Lu, X. (2010). Automatic analysis of syntactic complexity in second language writing. International Journal of Corpus Linguistics, 15(4):474-496.
The latter citation shall be included because some of the syntactic features that I've chosen to analyze come from the Syntactic Complexity Analyzer feature of TAASCC, usage of which requires attribution to the original author (not the same author as TAASCC).
The previous progress report focused on the initial exploration of TAASSC and the syntactic measures that they produce, while this progress report focused on the preparation and initial analysis of the final data. During the exploratory analysis of the syntactic measures, I made sure to note outliers, as the previous progress report indicated that they may have been incorrectly parsed by TAASSC. The sensitivity of this program to ESL English is something that I'll just have to live with (and something that I plan to note in my final presentation).
prepare-final-data.ipynb
contains the code and commentary regarding my preparation of the final dataset.
Since TAASSC would be so incredibly slow to process the entire PELIC dataset, I ultimately decided to only work with what's essentially a statified random sample of the dataset.
More specifically, I decided to only work with L1s that had at least 30 speakers and the proficiency levels low-intermediate and higher to limit the size of the final dataset and to ensure that there were enough samples of any L1 and proficiency level.
I also filtered for the essays of 10 students from each L1 and proficiency level to further limit the size of the dataset and to ensure more equal representation of L1s and proficiency levels.
I ultimately ended up with a dataset of 4,341 essays, which is about 1/10th of the size of the original—a significant reduction.
Nevertheless, it still took TAASSC hours to process all of the essays.
This is definitely something that I'll note in my final presentation.
final-analysis.ipynb
contains the code and commentary for the data analysis of the final dataset, including both exploratory data analysis and statistical analysis.
Currently, only the exploratory data analysis is complete, but the analysis has not only revealed potentially statistically significant results (which would have to be confirmed with statistical tests) but also a significant outlier in the data that should be noted.

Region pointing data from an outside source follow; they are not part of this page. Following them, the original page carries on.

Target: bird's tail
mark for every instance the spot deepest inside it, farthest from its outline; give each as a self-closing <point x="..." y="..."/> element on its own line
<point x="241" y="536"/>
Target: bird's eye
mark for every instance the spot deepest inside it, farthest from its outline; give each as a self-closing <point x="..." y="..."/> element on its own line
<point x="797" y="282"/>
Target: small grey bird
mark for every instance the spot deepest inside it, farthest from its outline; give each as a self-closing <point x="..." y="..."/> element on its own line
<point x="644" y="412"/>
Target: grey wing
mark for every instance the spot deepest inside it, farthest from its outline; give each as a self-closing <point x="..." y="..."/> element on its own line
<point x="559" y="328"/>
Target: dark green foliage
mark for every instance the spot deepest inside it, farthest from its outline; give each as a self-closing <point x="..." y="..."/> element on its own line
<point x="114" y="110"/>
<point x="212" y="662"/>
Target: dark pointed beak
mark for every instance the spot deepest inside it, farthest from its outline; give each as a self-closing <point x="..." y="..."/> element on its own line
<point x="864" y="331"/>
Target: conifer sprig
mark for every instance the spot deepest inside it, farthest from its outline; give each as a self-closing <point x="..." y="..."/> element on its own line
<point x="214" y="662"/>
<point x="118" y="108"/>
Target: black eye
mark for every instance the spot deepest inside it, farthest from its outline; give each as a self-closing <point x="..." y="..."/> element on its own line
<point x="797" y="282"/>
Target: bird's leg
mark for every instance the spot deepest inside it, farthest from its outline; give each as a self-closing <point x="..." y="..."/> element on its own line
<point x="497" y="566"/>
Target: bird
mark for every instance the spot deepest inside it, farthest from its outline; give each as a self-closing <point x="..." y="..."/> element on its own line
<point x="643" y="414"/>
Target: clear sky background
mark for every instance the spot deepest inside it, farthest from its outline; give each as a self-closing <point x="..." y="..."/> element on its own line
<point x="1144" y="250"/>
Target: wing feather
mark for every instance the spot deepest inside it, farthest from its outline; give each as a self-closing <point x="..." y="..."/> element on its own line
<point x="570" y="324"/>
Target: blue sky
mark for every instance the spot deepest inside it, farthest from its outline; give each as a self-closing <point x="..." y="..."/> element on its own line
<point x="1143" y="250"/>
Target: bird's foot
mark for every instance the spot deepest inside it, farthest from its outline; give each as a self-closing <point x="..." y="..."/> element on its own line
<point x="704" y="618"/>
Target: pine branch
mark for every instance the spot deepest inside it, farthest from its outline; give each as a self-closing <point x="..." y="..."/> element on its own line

More specifically, it appears that the random sampling performed in prepare-final-data.ipynb
has resulted in significantly more essays by advanced Korean speakers than those by any other group because one advanced Korean student whom was selected had significantly more essays than any other advanced Korean student.
I've also finally added the proper license for the project and significantly expanded upon the README. The README now contains more detailed information about my project as well as table of contents and a glossary of terms used throughout the repo.